8. Washing the Checkbooks

The force of the washing machine’s spinning along with the submersion of the documents in water causes the paper to tear apart into fragments.

Checkbooks can be destroyed by employing this method. In a sturdy canvas bag, fit as many checkbooks as needed.

Then turn the washing machine on, add the detergent, and put the canvas bag inside. 

After a few minutes of swishing around, the paper will start to come undone.

It will take a few cycles before the paper starts to disintegrate and splits into tiny pieces. After a few spinning cycles, take the bag out and dry the paper before throwing it into the trash or composting it.

This method can be a bit messy but is highly secure and relatively safe to implement. 

Thus, many thousands of checkbooks have become obsolete and have been abandoned in the last decade, their owners none too concerned with them.

They have been littered in apartments, abandoned in rubbish bags, and thrown into garbage chutes, all because they have been overtaken by plastic cards that are more manageable and easier to handle. 

Why is the Disposing of Checkbooks Important?

A checkbook is a bundle of check leaves that is provided by the bank to its customers.

A check leaf is inscribed with the customer’s name, account number, and routing number.

Every check is marked with a number, so every sheaf that is torn can be recognized. 

Filled checks that rebound or are canceled contain even more information, such as signatures, names, social security numbers, etc.

In the wrong hands, this information can be very damaging to the owner. 

Anyone can create a false identity and get loans and credit in the checkbook owner’s name.

This scamming can be so dangerous that false identification documents can be generated based on the discarded checkbook information.

This can compromise the checkbook owner’s identity because the scammer can impersonate the checkbook holder and exploit their financial resources. 
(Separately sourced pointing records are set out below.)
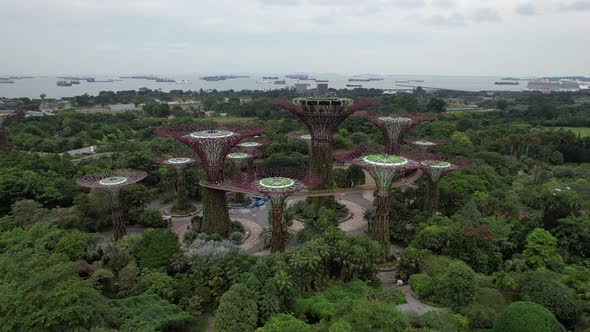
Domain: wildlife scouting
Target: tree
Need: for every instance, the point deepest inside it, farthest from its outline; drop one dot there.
(149, 312)
(457, 287)
(40, 290)
(526, 317)
(541, 249)
(284, 323)
(545, 289)
(436, 105)
(157, 248)
(237, 311)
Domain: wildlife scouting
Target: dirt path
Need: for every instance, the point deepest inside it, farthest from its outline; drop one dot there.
(412, 305)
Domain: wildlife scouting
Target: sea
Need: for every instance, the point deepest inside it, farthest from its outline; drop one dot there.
(34, 87)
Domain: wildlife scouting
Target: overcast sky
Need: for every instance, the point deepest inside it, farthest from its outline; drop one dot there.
(438, 37)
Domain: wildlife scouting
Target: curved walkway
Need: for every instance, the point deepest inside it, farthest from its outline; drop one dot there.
(357, 223)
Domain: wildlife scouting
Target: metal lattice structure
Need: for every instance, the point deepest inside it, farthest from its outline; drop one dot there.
(179, 163)
(301, 136)
(322, 116)
(394, 126)
(212, 143)
(112, 182)
(384, 169)
(424, 145)
(276, 184)
(435, 166)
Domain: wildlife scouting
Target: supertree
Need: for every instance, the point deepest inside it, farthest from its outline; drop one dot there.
(383, 169)
(276, 184)
(253, 147)
(238, 159)
(179, 163)
(435, 166)
(322, 116)
(212, 144)
(424, 145)
(394, 126)
(301, 136)
(112, 182)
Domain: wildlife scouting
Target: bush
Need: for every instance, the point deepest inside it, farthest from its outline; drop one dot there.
(546, 290)
(373, 316)
(152, 218)
(210, 249)
(457, 287)
(411, 262)
(490, 297)
(421, 284)
(480, 317)
(284, 323)
(527, 317)
(73, 244)
(157, 248)
(149, 312)
(447, 322)
(236, 237)
(237, 312)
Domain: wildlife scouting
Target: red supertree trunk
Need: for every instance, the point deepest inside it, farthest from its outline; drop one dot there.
(180, 188)
(380, 229)
(117, 216)
(277, 242)
(3, 139)
(321, 164)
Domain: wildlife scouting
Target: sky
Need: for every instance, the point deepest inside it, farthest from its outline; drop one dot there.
(405, 37)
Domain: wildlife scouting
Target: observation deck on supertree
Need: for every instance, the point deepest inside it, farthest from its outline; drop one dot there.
(424, 145)
(276, 184)
(301, 136)
(384, 169)
(212, 143)
(435, 166)
(179, 163)
(394, 126)
(322, 116)
(112, 182)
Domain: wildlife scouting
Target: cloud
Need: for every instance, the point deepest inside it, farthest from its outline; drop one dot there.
(576, 6)
(486, 15)
(452, 20)
(526, 9)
Therefore, the information on the checks can be used in any way possible. Every bank that issues checkbooks recommends disposing of the old checkbooks as soon as there is no need for them anymore.

It is also better to dispose of the checkbook safely rather than throwing it into the trash without any thought or leaving it somewhere it could be discovered by a stranger and end up causing unnecessary havoc for the checkbook holder. 


Many people carelessly discard their old checkbooks without thinking about the repercussions of leaving documents with their private information in a garbage pile.

Scammers can recover this information from carelessly strewn documents, create false identities for themselves, and impersonate the checkbook holder.

This impersonation can result in horrifying consequences for the checkbook owner. 

The impersonator can get loans, credit cards, and other financial services by using their false identity rendering the owner liable for every charge. 

Thus, it is essential to dispose of checkbooks safely and securely because the consequences otherwise could be very adverse.

Most banks shred the old checkbooks of their clients without complaint. If this is not possible, then there are many other ways to dispose of old checkbooks safely.

After all, a little precaution lasts a lifetime.